3 minute read

Imagine that

Lucy Ribchester discovers an Adelaide Fringe programme brimming with innovative children’s shows, from stories inspired by jars of scent to a barking mad take on ballroom dancing

Think children’s parties and what springs to mind may be a mixture of chaos, noise, and food used as missiles. Storyteller Helen Lawry, however, has a different idea, and in her show, Party For Two, she aims to celebrate ‘quiet people who like small parties’. The show is set to take place in Adelaide’s lush Botanic Garden and is an acknowledgement that not all children love noise, mess and social-sensory overload. Instead, it promises to subtly encourage play in the natural world, by telling the tale of a storyteller preparing (with lemonade and mud cakes) for a small, chilled gathering.

For kids who do like to make noise, however, Elias Faingersh’s A Journey To The Land Of Sounds is a celebration of all things aural. With the aid of his trombone, live loop machines, animation and a lot of collective imagination, composer-performer Faingersh invites you to board an imaginary train that can travel underwater, through space, and back in time. Audiences are asked to come prepared to join in with the clicking, rustling and thumping, exploring all the ways the body can be tuned to make sound.

At the sound spectrum’s opposite end, Stephen Noonan’s The Boy And The Ball demonstrates that some stories need no words at all. Touring specifically around schools during the Fringe, this non-verbal tale is about struggling to fit in when you’re shy, and aims to explore the turbulent ‘rite of passage’ that all small children have to go through as they begin to enter social spaces and navigate friendships. It’s already been garnering glowing reviews for its simplicity and elegance.

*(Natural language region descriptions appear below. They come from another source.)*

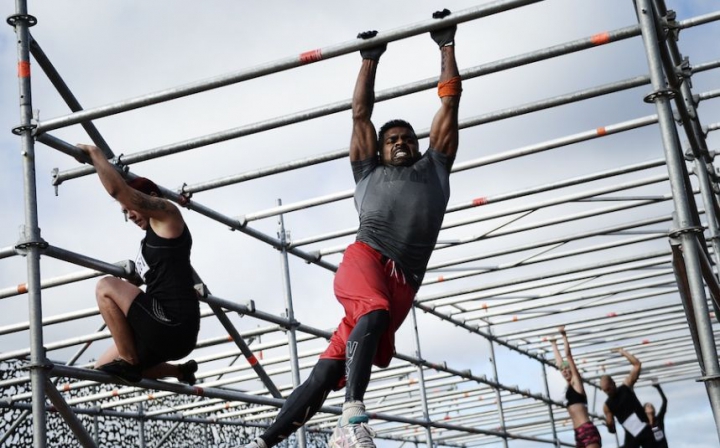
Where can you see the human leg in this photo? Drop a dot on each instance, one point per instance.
(114, 297)
(184, 372)
(304, 402)
(587, 436)
(360, 352)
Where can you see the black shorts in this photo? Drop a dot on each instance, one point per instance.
(158, 338)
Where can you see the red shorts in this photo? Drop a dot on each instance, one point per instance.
(366, 281)
(587, 434)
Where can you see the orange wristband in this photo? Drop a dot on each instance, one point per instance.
(451, 87)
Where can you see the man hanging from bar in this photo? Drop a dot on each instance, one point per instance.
(401, 197)
(161, 324)
(623, 404)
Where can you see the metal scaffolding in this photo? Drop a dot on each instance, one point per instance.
(622, 256)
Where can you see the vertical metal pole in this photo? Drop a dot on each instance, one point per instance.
(292, 339)
(421, 376)
(501, 413)
(69, 416)
(550, 410)
(32, 243)
(675, 165)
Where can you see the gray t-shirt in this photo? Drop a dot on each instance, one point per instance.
(402, 208)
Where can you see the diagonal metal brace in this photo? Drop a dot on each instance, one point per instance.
(239, 341)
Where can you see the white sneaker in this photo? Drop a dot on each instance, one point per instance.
(258, 443)
(356, 434)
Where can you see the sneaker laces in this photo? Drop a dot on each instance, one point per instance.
(364, 435)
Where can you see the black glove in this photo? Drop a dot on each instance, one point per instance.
(445, 36)
(375, 52)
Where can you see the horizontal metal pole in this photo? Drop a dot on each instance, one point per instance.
(233, 223)
(552, 241)
(47, 321)
(550, 330)
(601, 299)
(284, 64)
(530, 208)
(645, 259)
(452, 208)
(660, 342)
(67, 95)
(123, 269)
(228, 394)
(504, 64)
(53, 282)
(6, 252)
(487, 118)
(619, 335)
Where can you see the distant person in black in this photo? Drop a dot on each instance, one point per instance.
(586, 434)
(161, 324)
(657, 421)
(401, 196)
(623, 404)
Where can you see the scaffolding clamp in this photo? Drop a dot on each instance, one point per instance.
(24, 244)
(185, 196)
(708, 378)
(118, 163)
(660, 93)
(201, 290)
(674, 233)
(27, 18)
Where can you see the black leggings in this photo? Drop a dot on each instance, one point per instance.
(307, 399)
(360, 352)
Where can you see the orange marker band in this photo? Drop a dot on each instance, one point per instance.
(311, 56)
(451, 87)
(479, 201)
(23, 69)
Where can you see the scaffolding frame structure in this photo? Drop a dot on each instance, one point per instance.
(671, 294)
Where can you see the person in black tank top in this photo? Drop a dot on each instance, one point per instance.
(622, 404)
(657, 420)
(160, 324)
(401, 197)
(586, 433)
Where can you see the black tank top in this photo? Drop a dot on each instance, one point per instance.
(574, 397)
(624, 403)
(164, 265)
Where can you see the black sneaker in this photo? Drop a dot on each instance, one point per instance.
(119, 368)
(187, 372)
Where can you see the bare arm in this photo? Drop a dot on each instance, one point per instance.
(444, 129)
(556, 351)
(163, 216)
(663, 407)
(609, 419)
(576, 378)
(634, 374)
(363, 143)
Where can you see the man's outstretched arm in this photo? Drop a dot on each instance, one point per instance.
(444, 129)
(363, 143)
(153, 207)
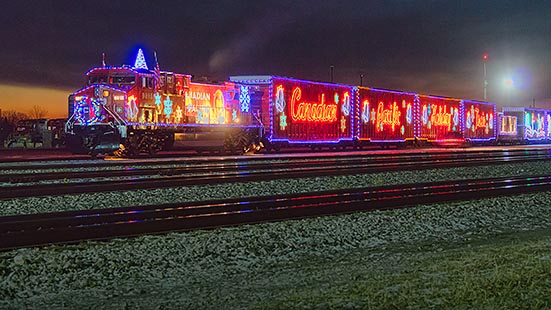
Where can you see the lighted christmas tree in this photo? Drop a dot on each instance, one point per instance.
(140, 61)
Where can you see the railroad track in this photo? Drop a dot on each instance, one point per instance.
(73, 226)
(240, 172)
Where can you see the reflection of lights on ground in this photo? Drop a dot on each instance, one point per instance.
(509, 83)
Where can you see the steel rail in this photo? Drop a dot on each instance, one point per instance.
(236, 166)
(73, 226)
(38, 165)
(55, 189)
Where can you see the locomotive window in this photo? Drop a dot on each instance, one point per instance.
(122, 79)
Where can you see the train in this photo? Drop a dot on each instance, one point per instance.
(130, 110)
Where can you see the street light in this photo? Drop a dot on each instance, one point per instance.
(484, 60)
(509, 85)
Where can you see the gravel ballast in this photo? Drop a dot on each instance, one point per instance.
(236, 190)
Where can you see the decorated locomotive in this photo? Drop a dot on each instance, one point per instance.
(131, 109)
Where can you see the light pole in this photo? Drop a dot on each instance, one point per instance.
(484, 60)
(509, 84)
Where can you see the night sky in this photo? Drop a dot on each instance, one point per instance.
(432, 47)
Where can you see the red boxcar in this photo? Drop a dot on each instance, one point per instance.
(480, 121)
(386, 115)
(439, 117)
(297, 111)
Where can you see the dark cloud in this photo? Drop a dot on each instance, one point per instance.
(416, 45)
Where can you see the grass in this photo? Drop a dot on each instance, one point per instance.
(492, 253)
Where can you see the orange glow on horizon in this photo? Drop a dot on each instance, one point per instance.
(23, 98)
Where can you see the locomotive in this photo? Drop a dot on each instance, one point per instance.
(130, 110)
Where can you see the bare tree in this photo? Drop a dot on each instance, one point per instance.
(13, 117)
(37, 112)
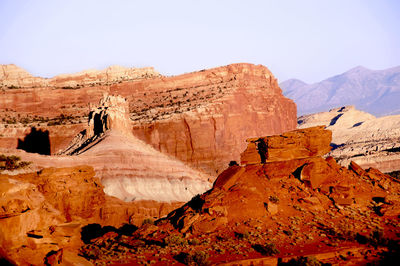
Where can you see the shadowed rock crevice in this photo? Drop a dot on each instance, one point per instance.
(37, 141)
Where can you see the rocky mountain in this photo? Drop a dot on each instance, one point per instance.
(14, 77)
(298, 208)
(128, 168)
(201, 118)
(373, 91)
(360, 137)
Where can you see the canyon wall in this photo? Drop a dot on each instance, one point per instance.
(360, 137)
(200, 118)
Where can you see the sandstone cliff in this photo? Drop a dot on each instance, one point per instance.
(128, 168)
(360, 137)
(13, 77)
(300, 205)
(201, 118)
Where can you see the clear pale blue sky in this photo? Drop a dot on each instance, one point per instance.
(308, 39)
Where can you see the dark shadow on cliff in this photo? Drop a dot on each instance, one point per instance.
(37, 141)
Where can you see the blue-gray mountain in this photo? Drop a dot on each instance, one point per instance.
(374, 91)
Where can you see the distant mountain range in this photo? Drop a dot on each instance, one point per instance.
(374, 91)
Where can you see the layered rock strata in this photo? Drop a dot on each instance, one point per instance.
(44, 212)
(360, 137)
(13, 77)
(298, 206)
(200, 118)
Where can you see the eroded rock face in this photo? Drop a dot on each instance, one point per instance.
(200, 118)
(360, 137)
(14, 77)
(278, 206)
(128, 168)
(224, 106)
(112, 113)
(296, 144)
(260, 191)
(43, 213)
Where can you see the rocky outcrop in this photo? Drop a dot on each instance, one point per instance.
(360, 137)
(254, 190)
(212, 111)
(303, 206)
(373, 91)
(201, 118)
(13, 77)
(111, 113)
(128, 168)
(296, 144)
(42, 214)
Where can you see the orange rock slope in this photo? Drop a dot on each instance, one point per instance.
(44, 212)
(302, 208)
(200, 118)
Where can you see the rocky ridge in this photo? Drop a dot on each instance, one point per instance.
(199, 118)
(14, 77)
(373, 91)
(128, 168)
(360, 137)
(302, 208)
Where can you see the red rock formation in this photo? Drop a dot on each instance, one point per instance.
(307, 206)
(201, 118)
(297, 144)
(44, 212)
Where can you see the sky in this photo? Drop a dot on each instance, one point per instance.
(309, 39)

Also touring schools, Patch Theatre and Stephen Sheehan have created a play based around the innovative concept of scent as story. In Spark, Sheehan arrives in a classroom with a suitcase full of jars, containing mysterious smells from birthdays long past. Each scent provides the stimulus to a variety of different story paths, introducing children to the idea that scent can trigger both memories and emotions.

Did film legend Baz Luhrmann ever imagine that his debut film, Strictly Ballroom, would become such a cultural touchstone, fuelled by the Dancing With The Stars and Strictly Come Dancing TV shows that have spread all over the world? Comedy practitioners Jon and Ollie, along with The Garage International, have now created their own canine-flavoured homage to the franchise in Strictly Barking, a sequinned, high-energy slapstick and dance extravaganza about a lonely old man and a homeless dog who become friends before taking to the stage for ‘fab-u-lous’ ballroom dancing. The duo arrives at the Fringe with a bunch of audience awards and glowing testimonies for their previous work; and let’s admit it, permission to enjoy the silliest of kids shows is one of the secret perks of being a parent.

Party For Two, Adelaide Botanic Garden, North Terrace, 18 & 19, 25 & 26 February, 4 March, 10am & noon; A Journey To The Land Of Sounds, Crack, Franklin Street, 11 March, 2pm; The Boy And The Ball, touring schools, 17, 20–23, 27 February–1, 7, 9, 14 March; Spark, touring schools, 6–9 March; Strictly Barking, Migration Museum, Kintore Avenue, 25 & 26 February, 2.30pm, Adelaide Town Hall, King William Street, 4 & 5, 11 & 12, 18 March, 1.55pm.